Amazon announced the launch of its Public Data Sets service this evening. Bottom line, they asked people for different public or non-proprietary data sets and they got ‘em. Here's a sample of the (pretty hefty) stuff they are hosting for free:
- Annotated Human Genome Data provided by ENSEMBL
- A 3D Version of the PubChem Library provided by Rajarshi Guha at Indiana University
- Various US Census Databases provided by The US Census Bureau
- Various Labor Statistics Databases provided by The Bureau of Labor Statistics
Though the individual size of the sets are huge, there aren't many of them at this point, but it appears that Amazon will be filling this out over time.

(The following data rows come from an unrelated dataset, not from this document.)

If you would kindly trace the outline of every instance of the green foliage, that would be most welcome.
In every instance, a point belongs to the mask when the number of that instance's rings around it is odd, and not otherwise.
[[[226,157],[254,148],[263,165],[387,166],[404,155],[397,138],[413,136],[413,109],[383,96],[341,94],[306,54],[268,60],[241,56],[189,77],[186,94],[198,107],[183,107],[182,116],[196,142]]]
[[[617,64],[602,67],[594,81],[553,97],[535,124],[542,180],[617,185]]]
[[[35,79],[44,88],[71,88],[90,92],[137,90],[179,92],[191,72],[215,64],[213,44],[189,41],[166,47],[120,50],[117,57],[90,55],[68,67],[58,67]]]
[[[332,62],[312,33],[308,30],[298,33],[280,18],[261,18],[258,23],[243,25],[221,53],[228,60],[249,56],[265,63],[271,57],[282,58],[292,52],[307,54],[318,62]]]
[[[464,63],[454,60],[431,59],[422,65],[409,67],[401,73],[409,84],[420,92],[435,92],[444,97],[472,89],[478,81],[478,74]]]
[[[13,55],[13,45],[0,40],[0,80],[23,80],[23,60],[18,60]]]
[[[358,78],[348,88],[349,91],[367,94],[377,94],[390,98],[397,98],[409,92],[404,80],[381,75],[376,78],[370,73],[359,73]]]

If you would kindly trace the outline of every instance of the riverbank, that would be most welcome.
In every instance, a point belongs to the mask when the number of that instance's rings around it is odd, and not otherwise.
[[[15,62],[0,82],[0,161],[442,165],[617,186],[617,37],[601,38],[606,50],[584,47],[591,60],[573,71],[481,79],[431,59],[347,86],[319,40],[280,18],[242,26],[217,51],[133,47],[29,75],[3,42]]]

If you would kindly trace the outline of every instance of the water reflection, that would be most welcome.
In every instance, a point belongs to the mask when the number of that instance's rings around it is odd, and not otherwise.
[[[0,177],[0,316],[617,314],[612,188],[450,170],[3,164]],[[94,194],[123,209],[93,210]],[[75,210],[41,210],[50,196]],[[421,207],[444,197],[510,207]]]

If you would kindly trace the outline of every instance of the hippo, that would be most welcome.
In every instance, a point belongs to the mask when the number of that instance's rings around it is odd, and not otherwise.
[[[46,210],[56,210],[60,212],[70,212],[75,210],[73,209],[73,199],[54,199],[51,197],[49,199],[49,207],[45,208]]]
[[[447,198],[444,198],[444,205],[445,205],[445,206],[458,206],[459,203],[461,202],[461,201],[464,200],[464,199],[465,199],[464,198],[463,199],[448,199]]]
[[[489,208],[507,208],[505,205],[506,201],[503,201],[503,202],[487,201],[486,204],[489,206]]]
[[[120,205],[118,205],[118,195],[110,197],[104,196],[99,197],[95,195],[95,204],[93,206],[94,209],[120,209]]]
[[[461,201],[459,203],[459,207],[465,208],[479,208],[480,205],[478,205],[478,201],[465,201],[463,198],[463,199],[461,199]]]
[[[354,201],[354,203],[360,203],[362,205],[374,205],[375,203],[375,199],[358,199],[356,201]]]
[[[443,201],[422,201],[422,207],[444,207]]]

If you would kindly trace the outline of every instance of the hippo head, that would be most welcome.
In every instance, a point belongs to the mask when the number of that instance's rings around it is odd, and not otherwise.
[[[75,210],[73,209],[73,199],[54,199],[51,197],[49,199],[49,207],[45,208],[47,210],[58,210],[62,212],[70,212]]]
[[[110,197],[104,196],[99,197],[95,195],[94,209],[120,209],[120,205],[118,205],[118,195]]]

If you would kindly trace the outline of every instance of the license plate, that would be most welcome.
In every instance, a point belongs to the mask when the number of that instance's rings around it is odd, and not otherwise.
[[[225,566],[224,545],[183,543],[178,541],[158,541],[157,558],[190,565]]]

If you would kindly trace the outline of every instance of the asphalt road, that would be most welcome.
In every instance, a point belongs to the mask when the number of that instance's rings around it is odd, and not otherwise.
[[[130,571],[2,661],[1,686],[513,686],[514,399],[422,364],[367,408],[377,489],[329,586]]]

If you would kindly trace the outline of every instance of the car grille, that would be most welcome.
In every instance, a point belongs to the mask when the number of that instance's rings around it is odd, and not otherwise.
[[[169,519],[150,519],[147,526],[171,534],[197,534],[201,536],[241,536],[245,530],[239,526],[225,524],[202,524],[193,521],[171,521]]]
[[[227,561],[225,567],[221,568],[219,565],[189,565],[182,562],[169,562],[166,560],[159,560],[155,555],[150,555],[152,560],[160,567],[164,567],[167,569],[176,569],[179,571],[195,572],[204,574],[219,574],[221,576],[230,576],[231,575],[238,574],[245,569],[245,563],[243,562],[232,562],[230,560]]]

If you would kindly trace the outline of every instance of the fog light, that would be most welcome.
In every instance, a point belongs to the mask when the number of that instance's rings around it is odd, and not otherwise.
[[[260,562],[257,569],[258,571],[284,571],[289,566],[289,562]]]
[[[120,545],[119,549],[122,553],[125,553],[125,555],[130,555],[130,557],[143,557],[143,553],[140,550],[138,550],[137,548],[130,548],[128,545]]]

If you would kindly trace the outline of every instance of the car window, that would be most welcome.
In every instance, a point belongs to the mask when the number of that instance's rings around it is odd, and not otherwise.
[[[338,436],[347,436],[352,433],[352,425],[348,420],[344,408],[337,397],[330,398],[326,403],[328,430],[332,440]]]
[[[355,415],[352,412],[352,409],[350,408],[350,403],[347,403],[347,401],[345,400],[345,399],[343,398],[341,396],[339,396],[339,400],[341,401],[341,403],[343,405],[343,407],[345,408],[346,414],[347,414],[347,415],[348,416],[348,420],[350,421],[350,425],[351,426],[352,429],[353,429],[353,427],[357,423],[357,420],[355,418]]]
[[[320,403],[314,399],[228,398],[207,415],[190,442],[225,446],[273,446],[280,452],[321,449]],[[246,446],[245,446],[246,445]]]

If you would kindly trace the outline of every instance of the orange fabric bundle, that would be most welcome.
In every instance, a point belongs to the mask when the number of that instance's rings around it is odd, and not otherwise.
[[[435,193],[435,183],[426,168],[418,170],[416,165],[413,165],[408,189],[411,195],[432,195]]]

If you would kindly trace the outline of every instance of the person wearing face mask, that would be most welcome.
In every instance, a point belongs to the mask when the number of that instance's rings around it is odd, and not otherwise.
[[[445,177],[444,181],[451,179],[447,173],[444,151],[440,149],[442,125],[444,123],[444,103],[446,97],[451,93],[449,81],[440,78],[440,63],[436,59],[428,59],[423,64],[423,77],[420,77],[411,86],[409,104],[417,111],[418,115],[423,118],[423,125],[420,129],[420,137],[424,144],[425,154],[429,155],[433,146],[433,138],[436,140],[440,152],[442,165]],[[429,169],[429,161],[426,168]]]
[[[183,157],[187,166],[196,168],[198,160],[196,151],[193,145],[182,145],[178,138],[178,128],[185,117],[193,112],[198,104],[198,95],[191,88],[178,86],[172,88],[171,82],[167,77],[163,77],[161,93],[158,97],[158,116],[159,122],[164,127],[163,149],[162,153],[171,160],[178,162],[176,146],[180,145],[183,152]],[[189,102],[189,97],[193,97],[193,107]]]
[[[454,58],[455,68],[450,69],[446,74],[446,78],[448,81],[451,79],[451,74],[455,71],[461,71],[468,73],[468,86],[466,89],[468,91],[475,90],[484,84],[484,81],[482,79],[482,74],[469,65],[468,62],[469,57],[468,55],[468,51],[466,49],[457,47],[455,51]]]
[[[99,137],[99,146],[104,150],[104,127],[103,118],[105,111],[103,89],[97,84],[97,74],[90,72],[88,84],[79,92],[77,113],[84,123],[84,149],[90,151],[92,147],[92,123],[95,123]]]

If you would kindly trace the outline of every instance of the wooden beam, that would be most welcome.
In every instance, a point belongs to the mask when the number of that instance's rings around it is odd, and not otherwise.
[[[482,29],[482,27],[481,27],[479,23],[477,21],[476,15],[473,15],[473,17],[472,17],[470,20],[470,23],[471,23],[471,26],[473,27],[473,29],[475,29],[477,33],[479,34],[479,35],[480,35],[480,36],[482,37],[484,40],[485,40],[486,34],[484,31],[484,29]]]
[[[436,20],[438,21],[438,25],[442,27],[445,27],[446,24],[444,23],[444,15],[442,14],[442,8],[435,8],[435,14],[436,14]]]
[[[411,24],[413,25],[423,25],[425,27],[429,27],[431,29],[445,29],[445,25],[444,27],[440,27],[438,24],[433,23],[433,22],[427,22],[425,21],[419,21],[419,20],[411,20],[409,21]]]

How do you access them? Well, there's a slight hitch. You need to fire up an EC2 instance, hook into the set and then perform your analysis. You just pay for the cost of the EC2 service. Given how massive these tables are, it seems like a pretty good way to go. A step closer to the supercomputer in the cloud.
We're devoted users of Amazon S3 here and have also done some work with EC2, which is quite impressive. Overall, this is another example of a nice trend where large data sets are becoming more easily accessible.
Use ZT software tool to convert addresses from ipv4 to ipv6/
If anyone has the chance to play with this service, let us know how it goes.